El primer caso, o tal vez el más sonado porque probablemente antes hubo otros, fue el de Eric Adams, alcalde de Nueva York, quien enfrentaba numerosas acusaciones por venta de influencias. Estas fueron retiradas y, llevando la desfachatez a niveles extremos, se dijo públicamente que el retiro se debió a que el alcalde estaba activamente colaborando con Trump en sus redadas contra inmigrantes. El mensaje es directo: si colaboras con Trump, estás protegido hagas lo que hagas.
Hasta hace poco mirábamos esa podredumbre con asombro, pero un poco desde lejos, como siempre miramos los que estamos en el “patio trasero” que el imperio le asigna al Caribe. En los últimos días, sin embargo, la nueva política trumpista llegó a nuestras costas junto con el sargazo que también nos ensucia. La exgobernadora Wanda Vázquez, quien enfrentaba cargos por lo que tal vez sea el peor acto de corrupción de un gobernante, se irá tranquilamente para su casa a cambio de lo que la propia juez del caso definió como una “palmadita en la mano”.
Los cargos más graves que antes enfrentaban nuestros gobernantes eran producto del consabido “kick back” relacionado con contratos públicos. Wanda Vázquez fue un poco más allá y a cambio de dinero literalmente vendió una agencia reguladora de su gobierno, la Oficina del Comisionado de Instituciones Financieras, colocando en ella a una persona allegada al banquero que estaba siendo vigilado. Nunca en la historia de Puerto Rico habíamos presenciado algo tan burdo.
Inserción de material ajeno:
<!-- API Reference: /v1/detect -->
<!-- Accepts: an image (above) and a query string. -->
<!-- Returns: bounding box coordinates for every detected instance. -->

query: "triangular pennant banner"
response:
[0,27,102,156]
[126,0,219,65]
Como sabemos, la pasada semana se anunció que Vázquez tan solo se declarará culpable de un cargo menos grave relacionado con el financiamiento de campañas electorales. Este resultado bochornoso no es porque la exgobernadora tenga vara alta con Trump ni nada que se parezca. Quien sin duda la tiene es el banquero venezolano que antes compró su gobierno. Fue este quien pagó millones de dólares para que un abogado intermediario del “nuevo” DJ los recibiera y los repartiera.
La pasada semana la juez que estaba entendiendo el caso de Vázquez, Sylvia Carreño, emitió una orden que resume muy bien el acto de burla a la justicia escenificado. Resulta que la exgobernadora solicitó que la vista donde levantará la mano por el cargo menos grave se celebre por videoconferencia para no tener que enfrentarse a la prensa en la pasarela de la calle Chardón. Los nuevos compinches de Washington se allanaron al pedido, pero la juez, ejerciendo su discreción, la denegó. De paso, hizo alusión al hecho de que fue un gran jurado el que emitió los cargos tras revisar la voluminosa prueba disponible y que esta era tanta que ha llevado años su intercambio y evaluación antes del juicio. Así puso sobre el tapete la estratagema urdida en Washington para proteger un banquero y, de paso, a nuestra corrupta exgobernadora. Es, sin duda, una orden ejemplar de una magistrada que, desprovista de discreción ante los actos del nuevo DJ, solo puede hablar para el récord.